The Washington PostDemocracy Dies in Darkness

Opinion TV coverage amplifies the GOP’s false claims about gas prices

Columnist|
March 13, 2022 at 10:00 a.m. EDT
WASHINGTON, DC ‐ March 10, 2022: White House press secretary Jen Psaki during the daily press briefing at the White House on March 10. (Demetrius Freeman/The Washington Post)
4 min

Unsurprisingly, the most egregious examples of the media regurgitating right-wing talking points on gas prices often come from Fox News. White House reporter Peter Doocy has parroted oil industry talking points at White House briefings and insinuated that the administration is being dishonest about the cause of inflation. (Disclosure: I am an MSNBC contributor.) It’s increasingly obvious to those outside the right-wing bubble that the “news” side of Fox often serves as a content provider for the MAGA propaganda machine.

But the rest of the White House press corps and cable TV news outlets also habitually repeat GOP talking points on energy, even as reliable print media debunks them. Headlines such as “GOP blames Biden for gas prices after pushing for Russian oil ban” on ABC News’s website serve to amplify false claims. Politico’s “Biden blames Putin for inflation. GOP blames Biden.” might be the perfect distillation of bothsidesism. And NBC’s “Republicans cheer Russian oil ban and jeer Biden for rising gas prices” epitomizes coverage that treats the topic as a contest of partisan claims.

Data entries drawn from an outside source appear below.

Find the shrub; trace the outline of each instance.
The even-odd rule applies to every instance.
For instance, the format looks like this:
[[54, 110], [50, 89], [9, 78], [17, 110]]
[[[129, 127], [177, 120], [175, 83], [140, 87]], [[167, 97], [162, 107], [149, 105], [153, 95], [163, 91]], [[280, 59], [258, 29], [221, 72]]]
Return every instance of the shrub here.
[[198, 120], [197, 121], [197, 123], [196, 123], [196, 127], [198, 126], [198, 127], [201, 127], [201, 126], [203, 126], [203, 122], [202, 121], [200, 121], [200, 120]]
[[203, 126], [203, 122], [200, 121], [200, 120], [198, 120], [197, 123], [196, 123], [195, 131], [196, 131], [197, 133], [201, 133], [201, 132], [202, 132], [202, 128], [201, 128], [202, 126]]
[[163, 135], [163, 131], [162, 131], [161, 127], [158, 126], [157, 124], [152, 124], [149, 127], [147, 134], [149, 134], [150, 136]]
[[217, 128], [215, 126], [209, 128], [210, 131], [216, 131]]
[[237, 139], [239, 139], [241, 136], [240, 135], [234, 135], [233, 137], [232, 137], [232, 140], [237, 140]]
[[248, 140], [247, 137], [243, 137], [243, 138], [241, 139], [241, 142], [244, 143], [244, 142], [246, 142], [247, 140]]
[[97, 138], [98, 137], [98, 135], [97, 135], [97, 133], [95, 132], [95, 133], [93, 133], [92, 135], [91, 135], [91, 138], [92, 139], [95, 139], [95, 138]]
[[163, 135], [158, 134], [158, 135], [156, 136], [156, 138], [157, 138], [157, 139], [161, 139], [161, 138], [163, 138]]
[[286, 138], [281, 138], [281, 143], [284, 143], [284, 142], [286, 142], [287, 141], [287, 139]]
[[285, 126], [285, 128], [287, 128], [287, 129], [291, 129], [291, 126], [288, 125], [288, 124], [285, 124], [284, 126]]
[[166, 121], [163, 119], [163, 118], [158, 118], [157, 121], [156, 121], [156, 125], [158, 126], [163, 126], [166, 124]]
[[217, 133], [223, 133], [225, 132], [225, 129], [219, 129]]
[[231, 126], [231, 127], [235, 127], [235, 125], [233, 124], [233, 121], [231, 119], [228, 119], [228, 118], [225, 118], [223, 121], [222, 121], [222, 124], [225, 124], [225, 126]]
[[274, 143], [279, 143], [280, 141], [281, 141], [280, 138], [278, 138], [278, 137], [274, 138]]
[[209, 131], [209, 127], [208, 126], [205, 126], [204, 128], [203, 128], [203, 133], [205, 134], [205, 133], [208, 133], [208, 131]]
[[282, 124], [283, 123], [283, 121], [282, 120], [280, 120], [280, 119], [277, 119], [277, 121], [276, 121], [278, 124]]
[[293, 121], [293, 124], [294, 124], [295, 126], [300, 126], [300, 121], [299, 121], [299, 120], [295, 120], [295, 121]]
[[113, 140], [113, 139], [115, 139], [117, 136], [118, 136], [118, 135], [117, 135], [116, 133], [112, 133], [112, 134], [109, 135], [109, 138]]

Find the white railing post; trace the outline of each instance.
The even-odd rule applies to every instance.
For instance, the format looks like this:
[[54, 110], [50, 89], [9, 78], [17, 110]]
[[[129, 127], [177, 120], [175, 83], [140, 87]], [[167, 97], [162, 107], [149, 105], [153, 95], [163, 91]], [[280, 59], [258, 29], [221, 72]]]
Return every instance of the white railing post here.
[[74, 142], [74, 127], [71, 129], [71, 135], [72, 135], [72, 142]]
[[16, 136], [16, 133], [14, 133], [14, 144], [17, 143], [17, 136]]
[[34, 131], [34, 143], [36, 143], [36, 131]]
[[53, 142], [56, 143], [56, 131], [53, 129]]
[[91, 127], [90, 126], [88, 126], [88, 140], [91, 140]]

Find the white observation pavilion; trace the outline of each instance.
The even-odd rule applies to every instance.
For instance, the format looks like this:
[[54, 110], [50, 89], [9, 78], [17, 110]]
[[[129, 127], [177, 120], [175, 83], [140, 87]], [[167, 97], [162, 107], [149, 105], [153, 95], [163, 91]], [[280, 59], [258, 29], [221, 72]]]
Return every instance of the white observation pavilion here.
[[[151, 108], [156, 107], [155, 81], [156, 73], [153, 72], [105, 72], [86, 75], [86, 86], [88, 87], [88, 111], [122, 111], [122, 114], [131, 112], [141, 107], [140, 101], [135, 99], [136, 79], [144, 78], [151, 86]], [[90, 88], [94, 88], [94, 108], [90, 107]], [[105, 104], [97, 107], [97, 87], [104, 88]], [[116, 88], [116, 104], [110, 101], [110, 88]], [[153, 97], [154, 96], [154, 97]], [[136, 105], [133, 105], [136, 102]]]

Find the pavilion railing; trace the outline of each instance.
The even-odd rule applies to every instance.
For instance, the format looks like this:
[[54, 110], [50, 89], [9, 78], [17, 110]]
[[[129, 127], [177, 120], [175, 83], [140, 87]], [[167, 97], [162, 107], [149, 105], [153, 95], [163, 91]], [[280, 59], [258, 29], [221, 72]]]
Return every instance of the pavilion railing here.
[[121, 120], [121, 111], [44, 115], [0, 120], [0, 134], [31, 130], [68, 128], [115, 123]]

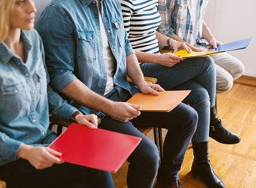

We know Republicans’ claims are untrue. The Post’s fact-checker Glenn Kessler awarded four Pinocchios to an ad from former vice president Mike Pence that “tries to make two distinct statements — Biden canceled the Keystone pipeline and Russian imports of oil reached a high under Biden — but it does so in a way that virtually all viewers are going to think the two are connected.”

Likewise, the New York Times found that GOP claims blaming the Biden administration for rising energy prices were “misleading.” The report confirmed, “The primary reason for rising gas prices over the past year is the coronavirus pandemic and its disruptions to global supply and demand.” The pandemic brought the economy to a halt, reduced energy demand and slowed production; when demand popped back, supply was low and prices increased.

Moreover, the administration has not reduced domestic production since the Trump administration. “The country became a net exporter of petroleum in 2020, the first time since at least 1949. That remained the case in 2021. It became a net exporter of natural gas in 2018 and remains so today, with exports reaching record levels in 2021.”

As for the administration’s cancellation of the Keystone XL Pipeline, another go-to GOP attack, our imports from Canada increased 70 percent without it. And when it comes to federal oil lease permits, “the Biden administration actually approved 34 percent more of these permits than the Trump administration did in its first year.”

So if GOP talking points are factually incorrect, why does the White House press corps repeat them, giving them the air of legitimacy? It is part of a familiar pattern in which mainstream TV reporters and White House press equalize the two political parties. Republicans say X; the White House says Y. That is the prevalent notion of “balance” and being tough on an administration (even though the current one does not routinely lie, the way its predecessor did). When facts are verifiable, the media’s pretense of balance is misleading.

Even more egregiously, TV news media fails to confront Republicans about their provably false allegations. You simply do not hear TV interviewers ask Republicans: “Since the Keystone XL Pipeline would not have increased supply, why do you keep using its cancellation to attack the White House?” “Energy companies can pump all the oil they want from private lands and even begin drilling on lands with unused leases, so how is this the White House’s fault?” (Even more rarely do you get a succinct explanation that oil prices are set globally in the international marketplace.)

In framing oil prices as a political story of the “GOP claim vs. White House defense” variety, the media provides demonstrably false accusations with oxygen. The political story gets tilted in Republicans’ favor and, moreover, misinforms the public about the substantive issues surrounding “energy independence” and pricing. To boot, the media largely avoids confronting GOP politicians on their dependence on political contributions from the oil and gas industry.

This media failure is part of the larger problem in coverage of two parties that do not equally respect facts and truth. As unnatural as it may be for reporters trained not to “take sides,” their obligation to news consumers is to tell the truth, not to provide cover for disingenuous politicians. They should be on the side of the reality. It’s Republicans’ own fault if they get caught denying it.